Zulip Chat Archive
Stream: Natural sciences
Topic: Hamiltonian Mechanics
Lehel Csillag (Sep 20 2023 at 12:11):
Hey everyone. I am a mathematical physics student completely new to lean, and would like to learn more about what has already been done. I would like to formalize Hamiltonian Mechanics (in the language of symplectic geometry) in Lean. How/where could I start? Are basics of symplectic geometry/ODE/PDE theory formalized already?
Lehel Csillag (Sep 20 2023 at 12:12):
(deleted)
Notification Bot (Sep 20 2023 at 12:25):
A message was moved here from #Natural sciences > physical units by Eric Wieser.
Patrick Massot (Sep 20 2023 at 12:59):
We are still pretty far away from this. Differential forms are very close but not there yet. ODE theory has the fundamental existence of uniqueness result but not much more. PDE has nothing basically. There is a huge imbalance in the Lean user community between algebraic geometry and the rest of the world.

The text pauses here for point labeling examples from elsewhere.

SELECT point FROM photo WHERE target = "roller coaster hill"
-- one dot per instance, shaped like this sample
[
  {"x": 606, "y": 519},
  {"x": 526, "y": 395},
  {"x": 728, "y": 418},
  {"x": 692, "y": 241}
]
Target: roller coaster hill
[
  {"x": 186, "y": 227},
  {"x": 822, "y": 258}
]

Tyler Josephson ⚛️ (Sep 21 2023 at 23:15):
We’re really interested in this too! But still learning, as we come from an engineering background and not mathematics. Would love to see progress along these lines. @Bulhwi Cha is another person who’s looked into this.
Bulhwi Cha (Sep 21 2023 at 23:38):
I'm currently focusing more on game development than formalizing mathematics. I need to make money first. But I'll find time to formalize these theories later.
Eric Wieser (Sep 21 2023 at 23:45):
Patrick Massot said:
There is a huge imbalance in the Lean user community between algebraic geometry and the rest of the world.
Is this to say that we are biased quite heavily towards it, or away from it?
Matthew Ballard (Sep 21 2023 at 23:48):
I mean look how much time lean _lovingly_ spends building AG :)
Patrick Massot (Sep 22 2023 at 00:10):
Eric, I meant there are a lot more people doing algebraic geometry here than in the real world, in proportion.
Kevin Buzzard (Sep 22 2023 at 13:30):
Just to further clarify: Patrick doesn't even mean "as a proportion of all human beings" (for which the claim is self-evident), he means "as a proportion of people working in maths departments". The community is very skewed here because people were attracted by flagship projects which mostly were on the more algebraic geometry side of things.